Whatever the case, all of them look for the best way to do everything without losing effectiveness. "If there was a meeting I had to attend I would try to make sure it was when the child was sleeping. But I have also been on Skype with the camera turned off because I was breastfeeding my child at that moment," recalls Anna Cejudo. Skype is also a regular tool for Anna Sala, who is in constant contact with a team in San Francisco. "We did the meetings with them in the evenings, when the girls were asleep. You sleep less, but at least you can participate," she says.

In short, as Mar Alarcón argues, "these days we are very connected and it is not always necessary to go to the office. I also set up meetings at home, they came here and while we went over things I was breastfeeding my son."


Sharing responsibility
"You need to make sure your partner is aware that it is the child of you both," insists Mar Alarcón. The founder of Social Car laments that "when you go back to work you continue with a 100% of the burden of the children and the house, but you are also working. You have to stop yourself and delegate it at 50%." In her case, as with the other mumpreneurs consulted by VIA Empresa, she also shares the business project with her partner.

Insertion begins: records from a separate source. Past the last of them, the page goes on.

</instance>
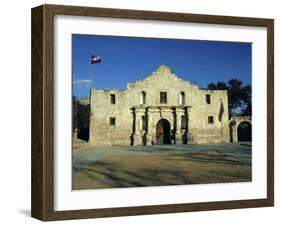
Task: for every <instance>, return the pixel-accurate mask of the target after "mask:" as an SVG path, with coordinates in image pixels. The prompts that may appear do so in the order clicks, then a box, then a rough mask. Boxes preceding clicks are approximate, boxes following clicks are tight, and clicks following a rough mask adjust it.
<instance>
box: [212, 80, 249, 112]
mask: <svg viewBox="0 0 281 226" xmlns="http://www.w3.org/2000/svg"><path fill="white" fill-rule="evenodd" d="M207 89H210V90H227V91H228V92H227V93H228V109H229V117H231V116H233V115H251V114H252V88H251V86H250V85H244V84H243V82H242V81H240V80H238V79H231V80H229V81H228V82H227V83H225V82H217V83H213V82H211V83H209V84H208V86H207Z"/></svg>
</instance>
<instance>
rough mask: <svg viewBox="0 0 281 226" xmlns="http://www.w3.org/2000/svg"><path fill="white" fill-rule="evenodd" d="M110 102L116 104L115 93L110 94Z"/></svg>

Anna Cejudo with the cofounders of StepsLife. Ceded


"In some presentations that both of us had to go to we took the girls with us. The eldest is already used to seeing how we talk and what we do," recalls Anna Sala. For Anna Cejudo, "starting a business with one's partner has a good side in that he is aware of your workload and family commitments." It serves, she says, for "supporting one another in complicated moments and deciding who will stay with the child."

In the case of Sushifresh, Serantes' partner joined after it had been operating for two years. "He had stable work and thanks to that we could pay the bills. It was very important at the beginning to have him at my side to compensate for my absence; in the first year I didn't take a single day off," she concludes.